If you have push.enabled: "yes" in objectconfig.yml and devices have registered tokens via the ZM Notifications API, you can test push delivery from the command line. Use --file with --eventid and --monitorid to trigger push without a live event. The --fakeit flag overrides detection results so you don’t need an image that actually matches your detection pattern:

sudo -u www-data /var/lib/zmeventnotification/bin/zm_detect.py \
    --file /path/to/any/image.jpg --eventid <eid> --monitorid <mid> \
    --debug --fakeit "person"

Replace <eid> with a real event ID (so the notification links to a viewable event) and <mid> with the monitor ID. Registered devices should receive a push notification within a few seconds. Check the debug output for push: log lines to verify delivery. See push_config for push configuration details.

Optional: Face recognition

Only needed if you want to recognize who a face belongs to (not just detect faces). Takes a while and installs a lot of dependencies, which is why it is not included automatically.

Note

If you use Google Coral, you can do face detection (not recognition) via the Coral libraries and can skip this section.

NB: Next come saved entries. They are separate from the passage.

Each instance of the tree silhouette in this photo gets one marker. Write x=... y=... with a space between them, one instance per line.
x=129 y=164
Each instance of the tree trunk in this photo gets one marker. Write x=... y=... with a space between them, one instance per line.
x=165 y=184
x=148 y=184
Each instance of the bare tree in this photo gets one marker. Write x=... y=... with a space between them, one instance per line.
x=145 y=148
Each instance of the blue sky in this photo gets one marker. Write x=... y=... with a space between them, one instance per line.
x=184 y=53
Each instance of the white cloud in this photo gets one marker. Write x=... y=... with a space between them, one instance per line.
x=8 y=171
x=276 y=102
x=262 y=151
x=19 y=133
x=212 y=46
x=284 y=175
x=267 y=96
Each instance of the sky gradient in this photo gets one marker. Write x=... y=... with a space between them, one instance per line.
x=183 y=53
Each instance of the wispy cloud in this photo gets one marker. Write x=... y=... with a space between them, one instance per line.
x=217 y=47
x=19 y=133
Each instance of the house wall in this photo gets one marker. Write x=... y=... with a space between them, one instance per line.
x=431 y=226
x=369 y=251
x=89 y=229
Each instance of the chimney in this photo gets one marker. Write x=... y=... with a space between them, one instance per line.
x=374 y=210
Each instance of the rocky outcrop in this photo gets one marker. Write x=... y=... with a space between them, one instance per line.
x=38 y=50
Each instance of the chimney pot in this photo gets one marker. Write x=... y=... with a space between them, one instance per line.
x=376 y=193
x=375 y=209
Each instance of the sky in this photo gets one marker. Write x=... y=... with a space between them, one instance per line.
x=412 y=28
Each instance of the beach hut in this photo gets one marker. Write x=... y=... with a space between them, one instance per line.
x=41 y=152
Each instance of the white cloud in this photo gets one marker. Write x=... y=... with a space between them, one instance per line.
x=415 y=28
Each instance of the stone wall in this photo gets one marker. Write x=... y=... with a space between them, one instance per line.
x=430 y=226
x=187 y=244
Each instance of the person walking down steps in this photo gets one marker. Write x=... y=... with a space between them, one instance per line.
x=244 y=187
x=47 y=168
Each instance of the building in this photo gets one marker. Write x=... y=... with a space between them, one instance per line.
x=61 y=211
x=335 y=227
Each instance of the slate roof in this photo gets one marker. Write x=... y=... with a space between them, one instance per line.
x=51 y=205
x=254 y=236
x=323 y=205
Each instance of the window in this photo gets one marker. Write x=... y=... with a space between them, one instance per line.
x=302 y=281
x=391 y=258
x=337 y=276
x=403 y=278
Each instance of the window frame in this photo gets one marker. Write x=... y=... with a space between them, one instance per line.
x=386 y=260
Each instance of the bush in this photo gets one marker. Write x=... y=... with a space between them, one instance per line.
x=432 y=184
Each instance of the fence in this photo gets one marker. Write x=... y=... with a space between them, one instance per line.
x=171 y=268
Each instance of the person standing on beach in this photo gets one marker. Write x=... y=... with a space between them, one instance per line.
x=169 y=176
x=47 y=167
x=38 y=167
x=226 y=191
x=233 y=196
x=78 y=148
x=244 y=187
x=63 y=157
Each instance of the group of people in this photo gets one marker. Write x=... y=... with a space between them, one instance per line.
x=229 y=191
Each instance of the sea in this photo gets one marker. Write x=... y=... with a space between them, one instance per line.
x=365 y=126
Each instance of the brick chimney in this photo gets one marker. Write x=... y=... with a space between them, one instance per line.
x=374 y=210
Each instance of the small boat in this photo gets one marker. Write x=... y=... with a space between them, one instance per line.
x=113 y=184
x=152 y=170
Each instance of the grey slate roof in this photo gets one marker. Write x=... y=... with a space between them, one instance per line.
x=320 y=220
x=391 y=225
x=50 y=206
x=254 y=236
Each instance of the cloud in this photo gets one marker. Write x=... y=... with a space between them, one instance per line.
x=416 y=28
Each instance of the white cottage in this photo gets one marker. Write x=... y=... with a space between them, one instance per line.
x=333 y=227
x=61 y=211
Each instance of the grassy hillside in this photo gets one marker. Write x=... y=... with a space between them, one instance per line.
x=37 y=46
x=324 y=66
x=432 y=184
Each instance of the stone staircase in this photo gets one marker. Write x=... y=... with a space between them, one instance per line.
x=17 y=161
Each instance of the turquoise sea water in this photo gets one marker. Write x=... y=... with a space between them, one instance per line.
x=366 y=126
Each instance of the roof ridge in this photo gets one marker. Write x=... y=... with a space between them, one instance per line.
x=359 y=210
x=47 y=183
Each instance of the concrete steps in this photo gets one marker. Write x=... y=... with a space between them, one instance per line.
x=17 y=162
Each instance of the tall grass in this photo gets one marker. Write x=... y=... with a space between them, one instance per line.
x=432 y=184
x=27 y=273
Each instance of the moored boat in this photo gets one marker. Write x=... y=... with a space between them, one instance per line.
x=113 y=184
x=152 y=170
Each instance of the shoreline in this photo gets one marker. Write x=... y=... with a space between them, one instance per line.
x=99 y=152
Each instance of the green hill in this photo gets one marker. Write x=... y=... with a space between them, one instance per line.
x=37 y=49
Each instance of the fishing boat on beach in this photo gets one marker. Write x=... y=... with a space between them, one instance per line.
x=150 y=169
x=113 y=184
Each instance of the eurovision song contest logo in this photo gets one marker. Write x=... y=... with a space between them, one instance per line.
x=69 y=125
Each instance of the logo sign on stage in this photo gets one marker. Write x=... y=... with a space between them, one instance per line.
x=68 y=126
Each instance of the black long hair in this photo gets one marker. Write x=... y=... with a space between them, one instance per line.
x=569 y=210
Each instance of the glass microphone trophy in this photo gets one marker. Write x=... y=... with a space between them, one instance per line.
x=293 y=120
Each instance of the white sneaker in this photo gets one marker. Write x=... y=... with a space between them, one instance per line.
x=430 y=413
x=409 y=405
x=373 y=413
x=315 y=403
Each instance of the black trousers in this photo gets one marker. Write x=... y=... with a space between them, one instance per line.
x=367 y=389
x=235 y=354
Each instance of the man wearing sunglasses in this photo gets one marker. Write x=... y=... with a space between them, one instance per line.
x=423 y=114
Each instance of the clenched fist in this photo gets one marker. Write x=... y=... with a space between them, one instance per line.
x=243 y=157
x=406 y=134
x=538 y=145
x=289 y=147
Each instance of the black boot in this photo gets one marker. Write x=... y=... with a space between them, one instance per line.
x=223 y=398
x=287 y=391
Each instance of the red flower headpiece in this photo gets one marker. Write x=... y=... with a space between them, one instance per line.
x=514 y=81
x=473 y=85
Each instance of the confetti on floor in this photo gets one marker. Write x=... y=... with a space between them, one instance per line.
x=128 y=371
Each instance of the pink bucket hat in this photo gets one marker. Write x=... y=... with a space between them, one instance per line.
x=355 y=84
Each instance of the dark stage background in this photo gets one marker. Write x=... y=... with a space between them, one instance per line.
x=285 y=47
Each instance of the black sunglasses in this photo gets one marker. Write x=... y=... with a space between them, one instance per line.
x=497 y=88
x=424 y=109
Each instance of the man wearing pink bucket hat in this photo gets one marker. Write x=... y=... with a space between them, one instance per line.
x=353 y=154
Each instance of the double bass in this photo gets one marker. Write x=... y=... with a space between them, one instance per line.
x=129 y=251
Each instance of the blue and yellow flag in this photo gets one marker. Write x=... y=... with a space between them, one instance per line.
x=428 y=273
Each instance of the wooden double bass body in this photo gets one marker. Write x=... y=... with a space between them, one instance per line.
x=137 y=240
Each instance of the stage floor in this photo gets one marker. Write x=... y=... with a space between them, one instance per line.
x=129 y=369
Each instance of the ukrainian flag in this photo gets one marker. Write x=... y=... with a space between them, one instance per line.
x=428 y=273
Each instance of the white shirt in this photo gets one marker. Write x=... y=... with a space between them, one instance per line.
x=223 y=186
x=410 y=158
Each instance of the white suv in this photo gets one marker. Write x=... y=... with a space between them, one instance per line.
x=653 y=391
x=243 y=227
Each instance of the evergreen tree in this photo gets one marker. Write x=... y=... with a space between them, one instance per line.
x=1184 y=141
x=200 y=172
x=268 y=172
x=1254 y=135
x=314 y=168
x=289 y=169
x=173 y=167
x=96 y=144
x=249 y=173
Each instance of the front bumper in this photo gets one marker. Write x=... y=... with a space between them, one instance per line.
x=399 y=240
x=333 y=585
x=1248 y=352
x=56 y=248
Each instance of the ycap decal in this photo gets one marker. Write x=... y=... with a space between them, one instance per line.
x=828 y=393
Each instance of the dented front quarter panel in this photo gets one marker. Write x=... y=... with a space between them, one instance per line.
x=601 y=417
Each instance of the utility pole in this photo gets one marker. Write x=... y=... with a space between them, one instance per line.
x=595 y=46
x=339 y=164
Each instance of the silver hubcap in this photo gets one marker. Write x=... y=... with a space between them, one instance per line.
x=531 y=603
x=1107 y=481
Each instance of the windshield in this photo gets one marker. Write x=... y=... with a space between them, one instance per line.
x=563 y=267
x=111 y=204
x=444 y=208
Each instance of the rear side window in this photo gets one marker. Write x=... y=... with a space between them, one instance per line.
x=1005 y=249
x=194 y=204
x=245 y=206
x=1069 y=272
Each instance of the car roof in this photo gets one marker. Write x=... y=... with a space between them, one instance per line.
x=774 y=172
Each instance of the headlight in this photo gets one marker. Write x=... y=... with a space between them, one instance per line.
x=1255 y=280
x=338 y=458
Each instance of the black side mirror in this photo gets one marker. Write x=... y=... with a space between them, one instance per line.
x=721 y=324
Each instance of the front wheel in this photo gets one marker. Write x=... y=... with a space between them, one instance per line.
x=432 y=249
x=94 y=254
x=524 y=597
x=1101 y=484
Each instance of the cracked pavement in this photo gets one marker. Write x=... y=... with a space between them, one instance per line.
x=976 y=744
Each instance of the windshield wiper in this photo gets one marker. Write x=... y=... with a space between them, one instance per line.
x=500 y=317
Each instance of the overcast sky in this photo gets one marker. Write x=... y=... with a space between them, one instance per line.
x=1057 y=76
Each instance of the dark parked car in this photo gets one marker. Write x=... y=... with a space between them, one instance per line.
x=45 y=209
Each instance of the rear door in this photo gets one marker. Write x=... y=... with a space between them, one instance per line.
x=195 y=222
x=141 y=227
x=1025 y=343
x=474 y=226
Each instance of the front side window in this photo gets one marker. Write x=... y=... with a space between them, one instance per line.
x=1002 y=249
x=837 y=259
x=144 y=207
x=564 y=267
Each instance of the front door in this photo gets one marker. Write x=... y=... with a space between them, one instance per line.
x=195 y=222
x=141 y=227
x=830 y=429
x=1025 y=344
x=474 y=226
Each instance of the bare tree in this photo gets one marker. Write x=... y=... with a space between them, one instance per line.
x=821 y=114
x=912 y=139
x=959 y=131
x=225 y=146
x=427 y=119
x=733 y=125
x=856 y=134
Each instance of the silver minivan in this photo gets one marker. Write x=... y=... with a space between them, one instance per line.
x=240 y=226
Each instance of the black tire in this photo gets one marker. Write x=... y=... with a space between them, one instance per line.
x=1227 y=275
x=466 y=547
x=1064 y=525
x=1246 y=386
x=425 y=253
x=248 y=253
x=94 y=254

sudo apt-get install libopenblas-dev liblapack-dev libblas-dev  # not mandatory, but gives a good speed boost
/opt/zoneminder/venv/bin/pip install face_recognition            # installs dlib automatically

If you installed face_recognition earlier without the BLAS libraries, reinstall both dlib and face_recognition so dlib is built with OpenBLAS support:

/opt/zoneminder/venv/bin/pip uninstall dlib face-recognition
sudo apt-get install libopenblas-dev liblapack-dev libblas-dev   # the important part
/opt/zoneminder/venv/bin/pip install dlib --verbose --no-cache-dir  # make sure it finds openblas
/opt/zoneminder/venv/bin/pip install face_recognition

Optional: Google Coral EdgeTPU

Follow the Coral setup guide first, then run the installer with:

sudo -H INSTALL_CORAL_EDGETPU=yes ./install.sh

Make sure the web user has device access: sudo usermod -a -G plugdev www-data (reboot required).

Warning

Google’s official pycoral packages only support Python 3.9 and below. If you are running Python 3.10+, see pycoral#149 for community workarounds.

Post-install diagnostics

After installation, run the diagnostic tool to check your environment:

sudo -u www-data python3 tools/install_doctor.py \
    --hook-config /etc/zm/objectconfig.yml \
    --es-config /etc/zm/zmeventnotification.yml \
    --web-owner www-data --web-group www-data \
    --base-data /var/lib/zmeventnotification

(Run from the zmeventnotificationNg source directory.) This checks GPU/CUDA availability, OpenCV version, model file paths, file permissions, SSL certificates, MQTT/FCM Perl dependencies, and Python package versions. Fix any issues it reports before proceeding. Note that install.sh runs this automatically at the end of installation.

Troubleshooting

If something isn’t working, see Machine Learning Hooks FAQ for debugging steps and common issues.